Perhaps I should say that I am not, at first glance, a person in any way cut out for prayer. I'm nervous, jumpy, easily distracted, and my mind tends to run in obsessive ruts--usually on subjects that are far removed from prayer.
So at first, developing a prayer life sounded way too advanced and esoteric for me. But then I cam across a quote from Dom John Chapman, a twentieth-century British priest, monk, and biblical scholar, who said, "Pray as you can and do not try to pray as you can't. Take yourself as you find yourself; start from that.

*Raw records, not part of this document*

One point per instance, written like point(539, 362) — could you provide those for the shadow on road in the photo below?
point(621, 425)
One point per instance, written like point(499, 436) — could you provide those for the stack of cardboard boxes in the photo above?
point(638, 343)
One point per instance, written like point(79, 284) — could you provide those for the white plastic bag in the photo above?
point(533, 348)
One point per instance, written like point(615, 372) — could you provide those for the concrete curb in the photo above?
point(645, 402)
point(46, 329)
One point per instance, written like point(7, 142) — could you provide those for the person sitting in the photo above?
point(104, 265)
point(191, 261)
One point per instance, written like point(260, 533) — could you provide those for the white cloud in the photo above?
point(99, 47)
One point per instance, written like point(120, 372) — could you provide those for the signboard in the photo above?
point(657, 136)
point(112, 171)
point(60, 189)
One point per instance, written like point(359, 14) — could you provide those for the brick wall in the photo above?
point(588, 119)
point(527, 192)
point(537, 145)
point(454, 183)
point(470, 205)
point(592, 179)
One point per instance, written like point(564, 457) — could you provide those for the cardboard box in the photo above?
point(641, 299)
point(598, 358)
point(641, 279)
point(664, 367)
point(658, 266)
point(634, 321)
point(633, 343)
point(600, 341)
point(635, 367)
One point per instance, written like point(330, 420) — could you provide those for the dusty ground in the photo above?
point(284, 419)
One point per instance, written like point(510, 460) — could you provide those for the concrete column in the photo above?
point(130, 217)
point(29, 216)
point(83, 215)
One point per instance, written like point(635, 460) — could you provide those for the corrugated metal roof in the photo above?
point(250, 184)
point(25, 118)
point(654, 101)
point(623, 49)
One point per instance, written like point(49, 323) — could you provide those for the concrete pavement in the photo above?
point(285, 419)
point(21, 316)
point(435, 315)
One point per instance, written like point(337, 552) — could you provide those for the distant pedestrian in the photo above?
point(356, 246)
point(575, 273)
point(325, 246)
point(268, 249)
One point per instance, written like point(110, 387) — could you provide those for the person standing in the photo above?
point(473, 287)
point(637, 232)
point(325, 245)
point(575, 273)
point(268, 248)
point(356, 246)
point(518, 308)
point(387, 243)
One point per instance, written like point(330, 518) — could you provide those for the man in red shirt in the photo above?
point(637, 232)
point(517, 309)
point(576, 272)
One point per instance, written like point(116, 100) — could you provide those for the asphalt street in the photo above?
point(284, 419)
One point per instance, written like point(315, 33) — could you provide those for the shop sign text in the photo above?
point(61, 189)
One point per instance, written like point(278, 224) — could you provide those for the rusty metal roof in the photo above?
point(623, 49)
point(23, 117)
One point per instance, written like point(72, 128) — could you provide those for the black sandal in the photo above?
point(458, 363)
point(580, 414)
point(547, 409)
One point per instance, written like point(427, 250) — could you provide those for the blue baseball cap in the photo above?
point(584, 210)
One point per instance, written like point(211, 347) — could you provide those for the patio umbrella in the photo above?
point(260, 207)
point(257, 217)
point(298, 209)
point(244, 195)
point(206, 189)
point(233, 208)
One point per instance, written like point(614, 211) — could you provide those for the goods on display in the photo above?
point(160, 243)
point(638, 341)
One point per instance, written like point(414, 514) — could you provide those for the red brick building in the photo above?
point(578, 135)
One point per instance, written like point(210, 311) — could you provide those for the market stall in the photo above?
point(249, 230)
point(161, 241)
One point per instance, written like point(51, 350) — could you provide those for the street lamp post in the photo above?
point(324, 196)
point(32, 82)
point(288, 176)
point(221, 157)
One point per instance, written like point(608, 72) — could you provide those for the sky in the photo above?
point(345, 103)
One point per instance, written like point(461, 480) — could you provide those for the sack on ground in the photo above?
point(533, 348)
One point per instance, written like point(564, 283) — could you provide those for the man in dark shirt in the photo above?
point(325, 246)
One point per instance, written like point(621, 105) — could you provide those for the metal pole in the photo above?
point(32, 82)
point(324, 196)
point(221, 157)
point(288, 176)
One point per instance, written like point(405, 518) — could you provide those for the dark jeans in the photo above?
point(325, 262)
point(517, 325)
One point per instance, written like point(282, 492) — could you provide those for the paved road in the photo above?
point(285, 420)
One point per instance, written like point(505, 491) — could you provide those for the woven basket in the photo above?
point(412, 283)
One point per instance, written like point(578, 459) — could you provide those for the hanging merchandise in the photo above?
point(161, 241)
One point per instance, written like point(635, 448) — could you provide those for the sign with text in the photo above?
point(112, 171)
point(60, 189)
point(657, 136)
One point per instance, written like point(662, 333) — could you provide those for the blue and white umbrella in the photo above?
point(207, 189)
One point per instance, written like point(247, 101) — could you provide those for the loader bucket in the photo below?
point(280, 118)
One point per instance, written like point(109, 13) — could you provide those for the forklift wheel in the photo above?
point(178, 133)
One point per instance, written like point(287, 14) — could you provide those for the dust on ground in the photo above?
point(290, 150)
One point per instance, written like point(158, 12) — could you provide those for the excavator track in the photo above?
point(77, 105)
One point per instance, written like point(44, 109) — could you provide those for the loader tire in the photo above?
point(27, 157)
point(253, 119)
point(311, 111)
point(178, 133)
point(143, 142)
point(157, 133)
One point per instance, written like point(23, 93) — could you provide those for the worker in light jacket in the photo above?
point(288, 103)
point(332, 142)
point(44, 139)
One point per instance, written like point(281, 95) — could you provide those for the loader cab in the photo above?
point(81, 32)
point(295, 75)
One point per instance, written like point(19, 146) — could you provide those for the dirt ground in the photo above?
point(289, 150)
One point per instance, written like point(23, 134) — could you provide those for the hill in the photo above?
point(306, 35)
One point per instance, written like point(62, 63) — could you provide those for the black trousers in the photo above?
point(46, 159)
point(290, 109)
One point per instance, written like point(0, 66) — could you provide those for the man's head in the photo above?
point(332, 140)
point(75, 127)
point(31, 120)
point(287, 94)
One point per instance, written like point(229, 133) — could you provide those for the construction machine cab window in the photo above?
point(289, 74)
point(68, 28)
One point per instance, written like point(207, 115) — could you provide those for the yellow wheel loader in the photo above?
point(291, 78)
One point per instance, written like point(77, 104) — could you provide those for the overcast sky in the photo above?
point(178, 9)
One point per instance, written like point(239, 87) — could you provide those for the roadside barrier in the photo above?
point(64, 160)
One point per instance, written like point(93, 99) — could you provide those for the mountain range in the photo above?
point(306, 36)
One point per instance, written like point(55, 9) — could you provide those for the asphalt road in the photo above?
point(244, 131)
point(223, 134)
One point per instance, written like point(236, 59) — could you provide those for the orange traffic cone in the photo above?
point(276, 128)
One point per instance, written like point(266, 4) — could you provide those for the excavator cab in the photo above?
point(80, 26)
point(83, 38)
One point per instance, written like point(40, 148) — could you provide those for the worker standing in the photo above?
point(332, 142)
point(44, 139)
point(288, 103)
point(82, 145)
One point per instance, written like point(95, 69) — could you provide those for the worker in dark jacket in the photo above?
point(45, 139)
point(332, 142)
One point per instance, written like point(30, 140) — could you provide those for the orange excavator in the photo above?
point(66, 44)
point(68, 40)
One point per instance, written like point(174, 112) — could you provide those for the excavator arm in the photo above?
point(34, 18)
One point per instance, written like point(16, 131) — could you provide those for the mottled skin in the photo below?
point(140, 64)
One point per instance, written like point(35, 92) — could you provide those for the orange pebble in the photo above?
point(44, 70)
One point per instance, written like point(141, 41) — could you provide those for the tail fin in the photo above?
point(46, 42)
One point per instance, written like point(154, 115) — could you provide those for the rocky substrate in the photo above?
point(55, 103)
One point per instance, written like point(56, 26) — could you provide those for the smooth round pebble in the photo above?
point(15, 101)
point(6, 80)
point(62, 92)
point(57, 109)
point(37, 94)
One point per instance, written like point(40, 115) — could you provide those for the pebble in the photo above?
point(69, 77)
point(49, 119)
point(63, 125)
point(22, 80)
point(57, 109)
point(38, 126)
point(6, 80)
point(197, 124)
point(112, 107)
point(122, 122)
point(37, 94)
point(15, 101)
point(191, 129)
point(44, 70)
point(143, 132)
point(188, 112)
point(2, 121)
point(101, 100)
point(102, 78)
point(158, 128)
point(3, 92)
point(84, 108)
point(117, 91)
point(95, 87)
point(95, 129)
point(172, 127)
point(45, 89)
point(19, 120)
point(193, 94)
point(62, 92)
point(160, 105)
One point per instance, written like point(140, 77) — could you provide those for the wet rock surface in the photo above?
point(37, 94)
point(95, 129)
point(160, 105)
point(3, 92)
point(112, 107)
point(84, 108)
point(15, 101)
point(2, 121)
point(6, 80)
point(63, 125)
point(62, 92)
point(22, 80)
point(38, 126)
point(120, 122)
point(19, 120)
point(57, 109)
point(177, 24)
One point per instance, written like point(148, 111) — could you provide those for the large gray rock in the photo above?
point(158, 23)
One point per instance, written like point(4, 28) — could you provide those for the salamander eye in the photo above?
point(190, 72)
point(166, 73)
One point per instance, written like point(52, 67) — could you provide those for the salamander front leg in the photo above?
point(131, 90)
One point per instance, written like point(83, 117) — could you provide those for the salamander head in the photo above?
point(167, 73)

Personally I wanted to start from St. John of the Cross and go straight to the "living flame" of infused contemplation, but I saw that for someone who couldn't get through "No I lay me down to sleep" without several time-outs to mull over resentments, descend into sexual reverie, or wonder whether I could buy almond paste at Ralphs or if I would have to go to Vons--shoot, I was up on Melrose today, I could have stopped in at Pavilions--this was unlikely.
In a way I didn't feel worthy to pray the Psalms, but if they were for laypeople, that meant they were even for jumpy, easily distracted laypeople. I had to remind myself I wasn't after some exalted state; I wasn't trying to have an "experience."
I just wanted to know myself a little better, do a little better when it came to loving my fellow man. I just wanted to get closer to Jesus.